Nel periodo della pandemia sempre più imprese si sono impegnate (e con successo) nell’e-commerce

La ricerca dell’Osservatorio Export digitale della School of management del Politecnico di Milano, presentata durante il convegno online “Export digitale, Covid ed emergenza: strategie per la ripartenza” ha mostrato come, nel 2020, l’export digitale italiano di beni di consumo abbia raggiunto un valore di 13,5 miliardi di euro, con una crescita pari al +14% svolgendo un ruolo fondamentale nel contenere il crollo degli scambi commerciali tradizionali, calati in Italia di circa -10%.
Malgrado una pesante flessione, il fashion è ancora il settore più importante per l’export, con un valore di 7,1 miliardi di euro. Invece favorito dalla pandemia, segue il food cresciuto del +46% fino a 1,9 miliardi di euro. Sopra il miliardo anche l’arredamento e poi, via via, elettronica, cosmetica, cartoleria, giochi, articoli sportivi, eccetera.
Ci sono ancora ampi margini di crescita in ambito e-commerce per le imprese italiane: il 56% delle imprese usa i canali digitali per vendere prodotti all’estero, ma quasi il 75% esporta online prodotti per meno del 20% del proprio fatturato.
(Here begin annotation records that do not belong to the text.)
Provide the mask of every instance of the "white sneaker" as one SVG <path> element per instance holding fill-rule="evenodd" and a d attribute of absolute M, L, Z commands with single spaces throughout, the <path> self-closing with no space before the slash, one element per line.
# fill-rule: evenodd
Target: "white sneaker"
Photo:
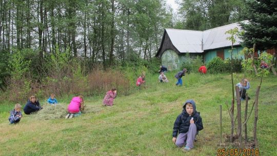
<path fill-rule="evenodd" d="M 66 115 L 66 119 L 68 119 L 69 117 L 69 116 L 70 116 L 70 114 L 67 114 L 67 115 Z"/>
<path fill-rule="evenodd" d="M 74 117 L 74 114 L 70 114 L 70 115 L 69 116 L 69 119 L 71 119 Z"/>

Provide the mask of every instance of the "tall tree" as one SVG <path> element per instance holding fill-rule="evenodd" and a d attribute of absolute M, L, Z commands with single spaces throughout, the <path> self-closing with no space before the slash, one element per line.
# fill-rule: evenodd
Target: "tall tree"
<path fill-rule="evenodd" d="M 277 48 L 277 1 L 246 1 L 245 14 L 249 22 L 241 23 L 244 34 L 243 44 L 248 48 L 256 44 L 258 50 Z"/>

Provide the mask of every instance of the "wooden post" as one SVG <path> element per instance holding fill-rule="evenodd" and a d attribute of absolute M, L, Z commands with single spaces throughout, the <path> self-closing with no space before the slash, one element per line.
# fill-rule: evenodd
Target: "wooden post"
<path fill-rule="evenodd" d="M 253 131 L 253 135 L 254 136 L 254 144 L 255 145 L 255 148 L 258 148 L 259 145 L 257 139 L 257 122 L 258 119 L 258 100 L 259 100 L 259 93 L 260 92 L 260 89 L 261 88 L 261 85 L 258 86 L 257 90 L 256 90 L 256 96 L 255 97 L 255 115 L 254 118 L 254 130 Z"/>
<path fill-rule="evenodd" d="M 220 105 L 220 144 L 222 143 L 222 105 Z"/>
<path fill-rule="evenodd" d="M 231 143 L 233 142 L 234 136 L 234 99 L 233 99 L 232 100 L 231 106 L 230 110 L 230 111 L 231 112 L 231 134 L 230 135 L 230 142 Z"/>
<path fill-rule="evenodd" d="M 245 144 L 247 143 L 247 123 L 246 122 L 247 120 L 247 111 L 248 110 L 248 95 L 247 93 L 246 94 L 246 100 L 245 100 L 245 110 L 244 112 L 244 122 L 245 125 L 244 125 L 244 142 Z"/>
<path fill-rule="evenodd" d="M 241 96 L 240 95 L 240 89 L 238 86 L 235 86 L 235 94 L 236 97 L 236 106 L 238 110 L 238 135 L 239 136 L 239 143 L 240 148 L 242 148 L 242 106 L 241 105 Z"/>

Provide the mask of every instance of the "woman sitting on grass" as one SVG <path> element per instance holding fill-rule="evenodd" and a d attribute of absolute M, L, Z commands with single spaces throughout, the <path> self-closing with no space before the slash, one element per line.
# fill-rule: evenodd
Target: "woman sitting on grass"
<path fill-rule="evenodd" d="M 28 100 L 23 110 L 26 114 L 30 114 L 42 109 L 42 107 L 41 106 L 41 104 L 39 104 L 38 100 L 36 99 L 36 98 L 34 95 L 32 95 Z"/>
<path fill-rule="evenodd" d="M 84 111 L 84 109 L 85 104 L 83 96 L 79 95 L 73 97 L 68 105 L 67 110 L 69 113 L 66 116 L 66 119 L 71 119 L 80 116 L 82 114 L 81 111 Z"/>

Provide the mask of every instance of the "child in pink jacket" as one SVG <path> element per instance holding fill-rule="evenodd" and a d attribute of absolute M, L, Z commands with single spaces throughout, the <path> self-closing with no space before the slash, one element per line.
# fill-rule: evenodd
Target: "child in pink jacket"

Nel corso del 2020 sempre più imprese hanno scelto di aprire un canale e-commerce per vendere all’estero, con un impatto positivo sulle performance finanziarie, come rivela un sondaggio condotto dall’Osservatorio su 162 aziende italiane di piccole, medie e grandi dimensioni attive in diversi settori.

Riccardo Mangiaracina
Direttore
Osservatorio Export digitale

Nonostante il peso dell’e-commerce italiano nel panorama globale sia ancora contenuto, il digitale ha rappresentato un traino per il nostro export nell’ultimo anno, compensando il calo degli scambi attraverso i canali tradizionali.
Per sfruttare l’accelerazione impressa dalla pandemia e migliorare le performance di internazionalizzazione delle nostre imprese occorre però una sapiente integrazione del digitale nelle modalità di export tradizionali, anche quando l’emergenza sarà superata. Il digitale sta diventando sempre di più un’opportunità abbordabile anche per aziende meno strutturate e con meno risorse.
Non è un’opportunità a costo zero, perché servono investimenti e competenze, ma il costo di non coglierla è rischiare di essere tagliati fuori dal mercato.